EM QUELIMANE: Mães batalhadoras vencem todas barreiras para sobreviver

Mães batalhadoras vencem todas barreiras para sobreviver

As comerciantes Teresa Francisco e Flastonia Feliciano são duas mulheres guerreiras, residentes em bairros diferentes da cidade de Quelimane mas com algo em comum, fazem seus trabalhos na avenida Eduardo Mondlane, nas imediações da Sagrada Família, e vê na venda de produtos vegetais como massaroca, abóbora e tubérculos como meio para sustentar as suas famílias.

A cidadã Teresa Francisco de 28 anos de idade, mãe de 3 filhas, casada, moradora do bairro 1º de Maio, vende mandioca e abóbora para o sustento da sua família e aquisição de material escolar para as 2 filhas que frequentam o ensino primário.
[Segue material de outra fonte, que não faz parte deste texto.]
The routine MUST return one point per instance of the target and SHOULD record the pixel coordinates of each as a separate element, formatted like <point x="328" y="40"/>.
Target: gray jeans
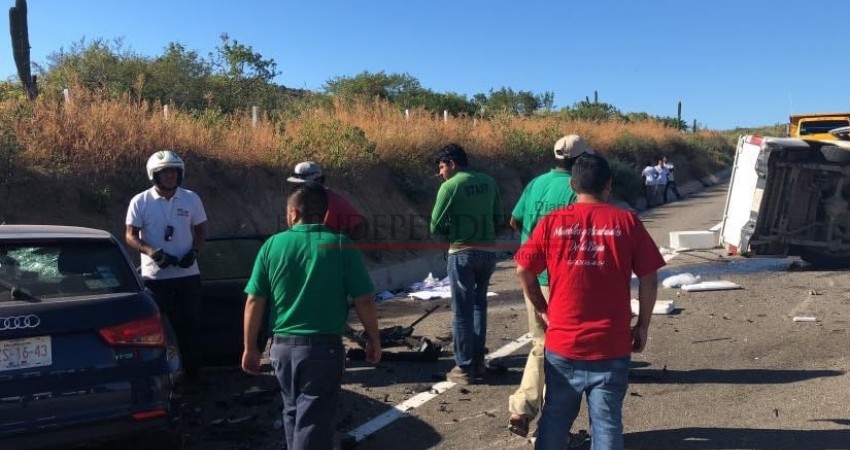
<point x="309" y="370"/>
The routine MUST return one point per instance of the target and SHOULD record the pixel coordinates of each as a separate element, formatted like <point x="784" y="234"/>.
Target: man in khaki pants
<point x="543" y="194"/>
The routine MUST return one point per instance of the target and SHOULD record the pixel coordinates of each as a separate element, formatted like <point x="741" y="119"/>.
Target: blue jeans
<point x="309" y="370"/>
<point x="469" y="273"/>
<point x="603" y="381"/>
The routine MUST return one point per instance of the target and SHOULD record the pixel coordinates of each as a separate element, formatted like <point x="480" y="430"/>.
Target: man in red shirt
<point x="342" y="217"/>
<point x="590" y="249"/>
Segundo ela, este é o único meio que viu para safisfazer as suas necessidades e como forma de não ficar de braços cruzados e dependente do seu esposo que, também, encontra-se desempregado.
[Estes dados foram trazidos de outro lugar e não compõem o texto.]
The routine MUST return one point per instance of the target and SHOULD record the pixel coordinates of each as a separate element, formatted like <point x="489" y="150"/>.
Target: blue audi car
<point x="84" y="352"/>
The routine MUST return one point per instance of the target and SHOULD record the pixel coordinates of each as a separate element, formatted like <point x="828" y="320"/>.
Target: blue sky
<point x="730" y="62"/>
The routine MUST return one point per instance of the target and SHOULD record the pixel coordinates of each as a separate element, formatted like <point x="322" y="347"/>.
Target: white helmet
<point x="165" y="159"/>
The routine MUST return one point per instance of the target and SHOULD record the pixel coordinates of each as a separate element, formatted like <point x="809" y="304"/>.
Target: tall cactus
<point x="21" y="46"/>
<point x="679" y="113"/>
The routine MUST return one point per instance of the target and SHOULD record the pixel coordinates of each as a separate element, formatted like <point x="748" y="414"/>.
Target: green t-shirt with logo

Entretanto, Teresa disse ter a 9ª classe feita, mas não continuou com os estudos por falta de fundos monetários dos encarregados. Diante das dificuldades que enfrentava não continuou a estudar e casou. Como fruto do casamento gerou até então 3 filhas.

Para além da venda de tubérculos e vegetais, a nossa fonte avançou que, quando o produto escasseia tem vendido refrigerantes e bebidas alcoólicas na sua moradia. Questionada se alguma vez já pediu financiamento no município para investir nos seus negócios, adiantou que “já fiz nos anos passados e quando chego no município ou no posto urbano do meu bairro não encontro espaço para concorrer” Confidenciou.

Lembra já ter trabalhado no município nos anos 2007 a 2008, como agente de limpeza na Empresa Municipal de Saneamento (EMUSA) “trabalhei no município como agente de limpeza, mas fui despedida, e quando começou a recrutar novamente deixei meus documentos e até então nunca deram-me satisfação” disse.

Tereza sonha em ter um emprego que lhe ajude a prover melhores condições aos seus filhos, porque nem sempre tem satisfeito as necessidades das suas filhas quando pedem algo para a escola como, por exemplo, material didático. “Gostaria de ter um emprego honesto, não escolho qual, mas que me pague consoante o meu esforço… para dar meus filhos o que desejam como caneta, cadernos, uniforme, uma pasta para pôr seu material escolar e outras coisas necessárias do dia-a-dia”, confessou.

Outra cidadã que enfrenta os mesmos desafios tem o nível médio concluido e chama-se Flastonia Feliciano, de 22 anos de idade, residente no bairro Brandão e mãe de três filhos. Flastonia já concorreu, por inumeras vezes, às vagas de emprego no estado e nas ONGs e, segundo disse, nunca foi aprovada. Perante esta realidade, a cidadã abraçou pequenos negócios. “Tenho a minha 12ª classe feita, já concorri várias vezes e deixei meus documentos em diferentes locais, mas nunca consegui o emprego”. Disse.

Segundo Flastonia, nunca ouviu do financiamento a nível autárquico e disse que o município não ajuda os munícipes da cidade e confessou que a situação económica na urbe está cada vez mais difícil, porque nos anos passados conseguia vender mais em relação a este ano. “Estamos a sofrer, não há clientes. Actualmente não há movimento de compradores dos nossos produtos, nos tempos vendíamos por dia 2 ou 3 sacos, agora, neste ano as coisas pioraram, nem um saco de massaroca conseguimos vender por dia”.

A fonte disse ainda que através desse pequeno negócio comprou seu terreno, cadeiras plásticas, televisor e outros utensílios domésticos e pede as autoridades que olhem para aquela camada social e ajude nas suas iniciativas, porque muitas são as mulheres que almejam singrar no empreendedorismo mas carecem de fundos para alavancar o negócio.

Embora haja avanços registados no seio da erradicação da pobreza por parte do governo moçambicano, com a implementação do PRODEM, PARPA e PERPU assiste-se o predomínio de várias dimensões da pobreza e proliferação do desemprego e a insatisfação das necessidades básicas dos munícipes.